Thursday, February 25, 2010


This is a picture of Gav, the team's "child magnet" in Africa. We walked down to the beach one afternoon below Sam and Josephine's house. These boys appeared out of nowhere. They loved having their picture taken. When you showed it to them they started pointing at the camera, eyes growing bigger, laughing, and talking to each other in their native language (since Sierra Leone was a British Colony, the people speak English).

Even though Sierra Leone has one of the highest infant mortality rates in the world, young children are everywhere - walking to or from the school in their uniforms, playing on the beach, running between houses (fences don't exist in Lungi), playing soccer, congregating under shade trees talking and laughing, or carrying food or water on their heads (mostly girls).
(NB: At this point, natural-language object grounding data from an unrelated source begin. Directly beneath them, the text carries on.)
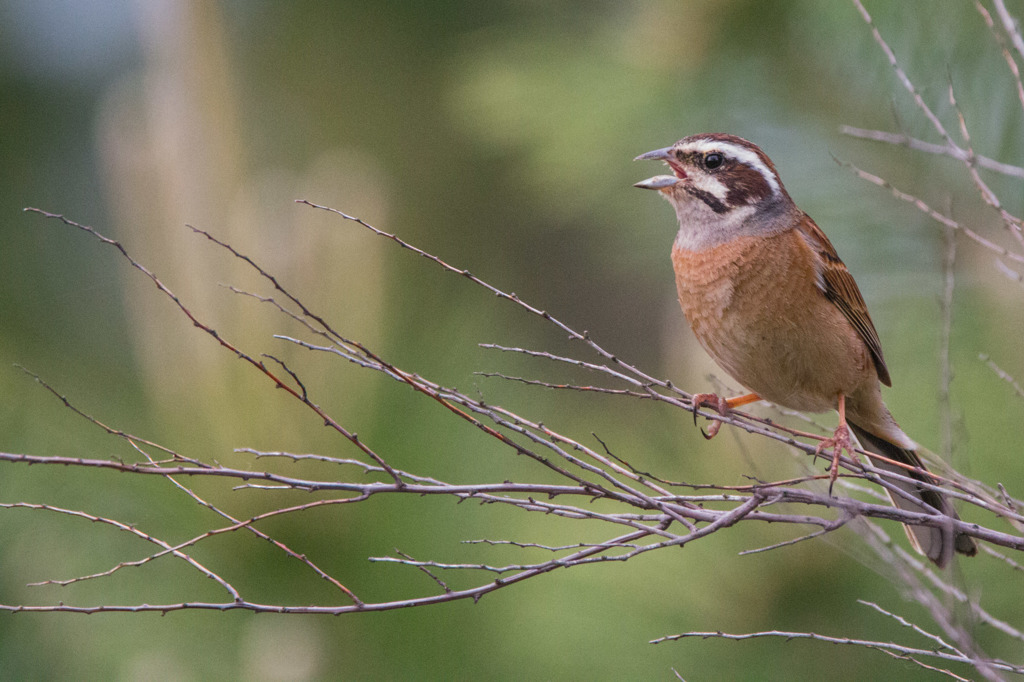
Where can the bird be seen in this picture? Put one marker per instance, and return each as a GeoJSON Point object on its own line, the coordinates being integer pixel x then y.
{"type": "Point", "coordinates": [769, 299]}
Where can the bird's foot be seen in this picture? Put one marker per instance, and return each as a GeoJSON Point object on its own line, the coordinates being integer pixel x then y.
{"type": "Point", "coordinates": [710, 400]}
{"type": "Point", "coordinates": [721, 405]}
{"type": "Point", "coordinates": [839, 441]}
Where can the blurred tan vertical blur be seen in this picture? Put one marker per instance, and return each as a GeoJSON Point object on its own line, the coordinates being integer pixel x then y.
{"type": "Point", "coordinates": [170, 138]}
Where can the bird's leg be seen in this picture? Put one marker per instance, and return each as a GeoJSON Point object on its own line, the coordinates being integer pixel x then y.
{"type": "Point", "coordinates": [723, 406]}
{"type": "Point", "coordinates": [839, 441]}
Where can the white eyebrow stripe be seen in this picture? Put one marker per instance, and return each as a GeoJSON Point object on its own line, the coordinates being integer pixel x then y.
{"type": "Point", "coordinates": [740, 154]}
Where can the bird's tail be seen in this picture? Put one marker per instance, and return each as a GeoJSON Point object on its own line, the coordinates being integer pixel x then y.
{"type": "Point", "coordinates": [938, 544]}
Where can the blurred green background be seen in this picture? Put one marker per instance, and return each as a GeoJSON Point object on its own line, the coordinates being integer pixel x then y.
{"type": "Point", "coordinates": [498, 136]}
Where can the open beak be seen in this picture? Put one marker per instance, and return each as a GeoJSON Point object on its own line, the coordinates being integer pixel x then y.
{"type": "Point", "coordinates": [656, 155]}
{"type": "Point", "coordinates": [658, 181]}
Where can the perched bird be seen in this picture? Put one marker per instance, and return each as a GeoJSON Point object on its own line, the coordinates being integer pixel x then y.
{"type": "Point", "coordinates": [771, 302]}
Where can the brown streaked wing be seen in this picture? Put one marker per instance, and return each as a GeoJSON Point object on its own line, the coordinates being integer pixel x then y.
{"type": "Point", "coordinates": [841, 289]}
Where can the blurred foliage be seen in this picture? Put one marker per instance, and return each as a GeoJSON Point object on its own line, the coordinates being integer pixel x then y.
{"type": "Point", "coordinates": [498, 136]}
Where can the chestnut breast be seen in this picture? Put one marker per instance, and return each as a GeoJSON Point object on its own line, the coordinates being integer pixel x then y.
{"type": "Point", "coordinates": [755, 306]}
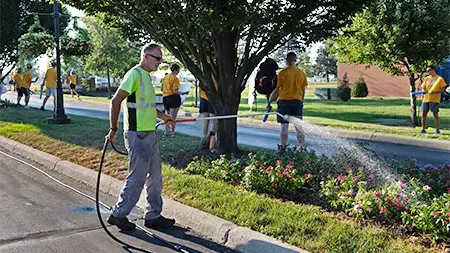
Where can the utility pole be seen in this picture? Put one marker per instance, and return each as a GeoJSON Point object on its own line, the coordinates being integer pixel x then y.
{"type": "Point", "coordinates": [59, 117]}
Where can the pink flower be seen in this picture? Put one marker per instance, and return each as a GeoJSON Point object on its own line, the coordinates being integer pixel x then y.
{"type": "Point", "coordinates": [341, 177]}
{"type": "Point", "coordinates": [437, 213]}
{"type": "Point", "coordinates": [426, 188]}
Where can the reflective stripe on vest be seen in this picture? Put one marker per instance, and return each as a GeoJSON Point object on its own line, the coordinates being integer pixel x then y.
{"type": "Point", "coordinates": [143, 103]}
{"type": "Point", "coordinates": [146, 105]}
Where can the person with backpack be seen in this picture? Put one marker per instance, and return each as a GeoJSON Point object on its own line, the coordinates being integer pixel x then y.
{"type": "Point", "coordinates": [290, 91]}
{"type": "Point", "coordinates": [209, 126]}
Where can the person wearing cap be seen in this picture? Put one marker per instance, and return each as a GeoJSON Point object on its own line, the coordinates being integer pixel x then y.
{"type": "Point", "coordinates": [290, 91]}
{"type": "Point", "coordinates": [26, 84]}
{"type": "Point", "coordinates": [434, 85]}
{"type": "Point", "coordinates": [141, 141]}
{"type": "Point", "coordinates": [172, 96]}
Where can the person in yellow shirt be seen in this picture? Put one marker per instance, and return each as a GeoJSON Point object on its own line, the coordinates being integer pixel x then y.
{"type": "Point", "coordinates": [172, 96]}
{"type": "Point", "coordinates": [50, 85]}
{"type": "Point", "coordinates": [26, 84]}
{"type": "Point", "coordinates": [290, 91]}
{"type": "Point", "coordinates": [434, 85]}
{"type": "Point", "coordinates": [20, 86]}
{"type": "Point", "coordinates": [209, 126]}
{"type": "Point", "coordinates": [72, 79]}
{"type": "Point", "coordinates": [11, 81]}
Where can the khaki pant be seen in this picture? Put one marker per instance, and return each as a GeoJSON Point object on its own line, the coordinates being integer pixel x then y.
{"type": "Point", "coordinates": [144, 169]}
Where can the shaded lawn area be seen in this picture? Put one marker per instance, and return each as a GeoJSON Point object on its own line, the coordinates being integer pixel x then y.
{"type": "Point", "coordinates": [305, 226]}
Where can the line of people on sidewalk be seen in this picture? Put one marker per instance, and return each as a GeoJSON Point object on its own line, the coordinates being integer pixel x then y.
{"type": "Point", "coordinates": [22, 81]}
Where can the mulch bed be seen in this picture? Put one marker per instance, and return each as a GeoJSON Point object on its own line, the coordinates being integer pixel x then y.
{"type": "Point", "coordinates": [308, 195]}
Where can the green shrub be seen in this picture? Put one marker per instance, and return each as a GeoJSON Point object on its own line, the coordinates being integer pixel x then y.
{"type": "Point", "coordinates": [360, 89]}
{"type": "Point", "coordinates": [344, 90]}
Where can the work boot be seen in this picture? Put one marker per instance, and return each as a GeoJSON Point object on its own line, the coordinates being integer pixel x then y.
{"type": "Point", "coordinates": [159, 222]}
{"type": "Point", "coordinates": [121, 223]}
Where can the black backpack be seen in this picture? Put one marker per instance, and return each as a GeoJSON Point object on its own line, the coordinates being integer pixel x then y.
{"type": "Point", "coordinates": [266, 77]}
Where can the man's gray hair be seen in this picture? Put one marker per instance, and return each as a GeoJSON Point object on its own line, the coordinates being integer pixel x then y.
{"type": "Point", "coordinates": [149, 47]}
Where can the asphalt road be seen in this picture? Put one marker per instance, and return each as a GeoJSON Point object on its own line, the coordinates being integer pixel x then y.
{"type": "Point", "coordinates": [268, 138]}
{"type": "Point", "coordinates": [39, 215]}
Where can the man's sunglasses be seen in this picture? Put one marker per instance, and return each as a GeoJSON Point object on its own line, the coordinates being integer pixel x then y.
{"type": "Point", "coordinates": [156, 57]}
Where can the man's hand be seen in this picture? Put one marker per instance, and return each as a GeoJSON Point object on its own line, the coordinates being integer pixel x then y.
{"type": "Point", "coordinates": [111, 135]}
{"type": "Point", "coordinates": [169, 120]}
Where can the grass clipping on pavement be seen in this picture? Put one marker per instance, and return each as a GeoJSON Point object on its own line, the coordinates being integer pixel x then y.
{"type": "Point", "coordinates": [308, 227]}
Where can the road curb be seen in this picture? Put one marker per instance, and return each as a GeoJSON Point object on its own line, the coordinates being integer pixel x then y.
{"type": "Point", "coordinates": [221, 231]}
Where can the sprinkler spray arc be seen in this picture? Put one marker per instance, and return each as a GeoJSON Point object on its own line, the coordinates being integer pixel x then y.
{"type": "Point", "coordinates": [102, 158]}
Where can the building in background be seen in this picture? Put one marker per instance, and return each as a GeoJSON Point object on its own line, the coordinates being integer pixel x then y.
{"type": "Point", "coordinates": [382, 84]}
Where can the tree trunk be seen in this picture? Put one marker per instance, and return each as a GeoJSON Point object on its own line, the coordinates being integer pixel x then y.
{"type": "Point", "coordinates": [227, 130]}
{"type": "Point", "coordinates": [412, 83]}
{"type": "Point", "coordinates": [226, 101]}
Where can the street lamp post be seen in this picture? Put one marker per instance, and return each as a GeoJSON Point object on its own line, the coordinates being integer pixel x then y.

Children in Lungi, a town of about 20,000 across the bay from Freetown where Sam andJosephine live, have the run of the town. It's not uncommon for them to take off from home, roam the neighborhood, and be gone for hours at a time. Everyone feels (is) safe. It reminded me of my childhood where on a summer day I could disappear with my friends for most of the day and wander all over my part of town and it was no big deal. Moms didn't worry back then like they do now. It was a safer time.

When Gav and I took our afternoon hike down to the beach a little six year old boy tagged along. I didn't notice him at first. But as we made the big turn and started walking back to Sesay's by another route I pointed him out to Gav who told me he had been following us the whole way. Sheku told me his name was Alpha and he was Hawanatu's son (Sheku is the pastor of the Susu Gospel Ministries church in Lungi and Hawanatu runs the ministry's preschool). Alpha had wandered away from home and made his way to Sam's and then he came with us. He was a long way from home. His mother didn't know where he was and it was no big deal.

I was struck by the freedom Lungi afforded Alpha. Lungi was a safe place. I saw Hawanatu at church the next day and mentioned how Alpha followed us to the beach and hung around with us for a couple of hours. She smiled and reported that it was common for him to disappear for hours at at time like that. She wasn't worried because she knew he was safe. Everyone watches out for each other's children. In this sense, Africa felt like a welcome step back in time.